来年の2作品も基本はスパイアクションモノみたいなので、ディズニー実写で一般層を狙い、それ以外は自分のやりたい(得意分野の)スパイアクションモノでニッチ層を狙うという感じなんですかね。
さすが戦略家。

上記の通りなので興収的にはイマイチ。
それにしても全世界で約0.5億ドル(約71億円)北米ではわずか650万ドル(約9億円)にしかみたない。
製作費が0.5億ドルみたいなのでBox OfficeBomb。
これガイ・リッチー人気の高い本国イギリスではアマプラ配信で映画館にかかってないのもあるみたい。
なので配信の利益でまた変わるかもしれないが。
それにしてもガイ・リッチー×ジェイソン・ステイサムで北米650万ドルはさすがに...
ちなみに最も興収が高いのはロシアの約0.1億ドル(約14億円)。

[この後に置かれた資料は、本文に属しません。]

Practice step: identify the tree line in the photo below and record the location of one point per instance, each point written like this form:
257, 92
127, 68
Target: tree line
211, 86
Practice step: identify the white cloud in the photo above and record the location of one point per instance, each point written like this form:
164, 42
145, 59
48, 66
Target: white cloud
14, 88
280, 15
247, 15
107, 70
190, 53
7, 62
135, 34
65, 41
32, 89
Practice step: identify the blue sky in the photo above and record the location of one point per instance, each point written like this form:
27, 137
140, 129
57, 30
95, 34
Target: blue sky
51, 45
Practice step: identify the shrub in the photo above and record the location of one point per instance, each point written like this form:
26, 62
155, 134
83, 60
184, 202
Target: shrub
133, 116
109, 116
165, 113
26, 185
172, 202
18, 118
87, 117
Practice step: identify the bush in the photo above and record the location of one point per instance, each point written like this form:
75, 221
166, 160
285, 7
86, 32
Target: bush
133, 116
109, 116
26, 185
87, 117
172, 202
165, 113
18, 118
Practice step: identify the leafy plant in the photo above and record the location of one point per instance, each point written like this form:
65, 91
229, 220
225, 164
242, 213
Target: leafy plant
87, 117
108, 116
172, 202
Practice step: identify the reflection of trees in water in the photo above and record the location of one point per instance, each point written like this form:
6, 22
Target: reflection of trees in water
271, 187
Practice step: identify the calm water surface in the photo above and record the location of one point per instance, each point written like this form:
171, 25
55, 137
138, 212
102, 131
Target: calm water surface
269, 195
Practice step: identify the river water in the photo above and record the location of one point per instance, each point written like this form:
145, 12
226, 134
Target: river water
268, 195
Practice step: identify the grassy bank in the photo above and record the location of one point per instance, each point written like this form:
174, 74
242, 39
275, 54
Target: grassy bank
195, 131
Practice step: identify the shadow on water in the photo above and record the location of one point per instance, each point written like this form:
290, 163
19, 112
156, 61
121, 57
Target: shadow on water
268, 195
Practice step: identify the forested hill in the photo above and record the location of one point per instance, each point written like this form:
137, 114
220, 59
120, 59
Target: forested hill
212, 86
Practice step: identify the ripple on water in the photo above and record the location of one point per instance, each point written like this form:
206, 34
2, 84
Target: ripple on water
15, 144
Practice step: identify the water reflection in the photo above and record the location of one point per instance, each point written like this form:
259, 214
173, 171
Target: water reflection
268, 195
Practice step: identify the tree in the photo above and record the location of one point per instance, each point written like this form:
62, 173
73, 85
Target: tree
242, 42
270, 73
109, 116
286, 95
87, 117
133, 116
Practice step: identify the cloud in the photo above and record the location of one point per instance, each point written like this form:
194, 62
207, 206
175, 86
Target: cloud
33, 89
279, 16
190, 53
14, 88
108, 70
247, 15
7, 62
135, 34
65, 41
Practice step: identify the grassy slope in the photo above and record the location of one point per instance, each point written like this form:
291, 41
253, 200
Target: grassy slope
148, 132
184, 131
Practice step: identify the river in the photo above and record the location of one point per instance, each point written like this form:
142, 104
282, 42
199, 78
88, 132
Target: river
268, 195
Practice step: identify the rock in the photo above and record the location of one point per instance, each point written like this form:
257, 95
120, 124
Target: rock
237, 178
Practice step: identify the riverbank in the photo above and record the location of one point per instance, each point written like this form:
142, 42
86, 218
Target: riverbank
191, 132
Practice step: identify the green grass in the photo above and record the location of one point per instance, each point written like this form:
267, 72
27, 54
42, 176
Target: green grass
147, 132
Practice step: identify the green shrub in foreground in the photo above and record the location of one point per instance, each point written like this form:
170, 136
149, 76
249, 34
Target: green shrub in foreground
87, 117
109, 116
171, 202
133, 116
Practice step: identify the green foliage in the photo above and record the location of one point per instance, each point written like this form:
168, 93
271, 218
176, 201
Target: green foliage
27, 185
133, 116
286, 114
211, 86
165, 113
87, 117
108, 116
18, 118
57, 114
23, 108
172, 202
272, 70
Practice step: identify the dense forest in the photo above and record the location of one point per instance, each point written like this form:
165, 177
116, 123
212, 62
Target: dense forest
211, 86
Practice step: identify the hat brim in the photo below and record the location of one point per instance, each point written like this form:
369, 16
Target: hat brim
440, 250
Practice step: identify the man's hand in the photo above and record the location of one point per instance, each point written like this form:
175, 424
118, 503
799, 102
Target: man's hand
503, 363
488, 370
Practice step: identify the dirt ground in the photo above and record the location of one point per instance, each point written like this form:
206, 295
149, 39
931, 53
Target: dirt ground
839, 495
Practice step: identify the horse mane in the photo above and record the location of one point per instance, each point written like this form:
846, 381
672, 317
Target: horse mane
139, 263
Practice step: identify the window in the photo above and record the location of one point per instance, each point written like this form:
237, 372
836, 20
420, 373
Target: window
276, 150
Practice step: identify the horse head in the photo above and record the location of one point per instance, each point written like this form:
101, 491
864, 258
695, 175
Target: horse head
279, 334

敵の組織がウクライナだからなのか...

ということで本編ですが、最近目立っていた初期ガイ・リッチー特有の凝ったおしゃれ演出は控えめで、ブラックコメディが強調された王道のスパイ・アクションモノという感じ。
過去作でいうと『コードネーム U.N.C.L.E.』的なイメージ。
こちらも王道スパイ・アクションといえばの世界中を飛び回って各地の美しいロケーションを見せる演出も多数あり。
特にトルコは美しかった。

まー全体を通して悪くないのだけどなんというか華がない。
数多あるスパイ・アクション大作と比べてしまうとアクションの規模も小さいし、キャストを含めたゴージャスさも物足りない。
これポストクレジットでジョシュ・ハーネット演じるムービースターのダニーが撮影中に「爆発がショボい!VFX!」みたいに叫ぶシーンがあって、近年のアクションを揶揄している感じもあるけど。
まーでもこのタイプの映画はやっぱりそこを観に行くのでねー。
しかもじゃあ脚本に捻りがあるかと言えばそれも今ひとつ。
仲間の裏切りとか何か終盤で大きな仕掛けがあればそこで楽しめたのかもしれないが、そこはストレートに終わっていってしまった。

キャストもステイサムとガイ・リッチー作品常連のヒュー・グラントはさすが!
さらにコメディリリーフ的な立ち位置のジョシュ・ハートネットが良いスパイスになっている。
ただそれ以外が...
特に途中ずっと邪魔をしてくるモブから最後ラスボスになるマイク役のピーター・フェルディナンドとヒロイン的な役回りのオーブリー・プラザがいまいち。
ここにもうワンランク上のキャスティングができていれば全体の印象も変わったかも。
なんかでもこの華のないキャストは続編をやるための感じもする。
上記の『コードネーム U.N.C.L.E.』含めキャストを豪華にするとどーしても続編やるのが難しくなるので。ただ(『コードネーム U.N.C.L.E.』はアーミー・ハマーの問題が大きいと思うが。)
しかしこの興収的にどーなのだろうか?
続編やっても余程の事をしないと大ハネはないような...

まーでも結局ガイ・リッチーファンはもっとバッチバチに決めた映像が観たいし、ステイサムファンはアホみたいに相手を倒しまくる姿が観たいような気がするけど。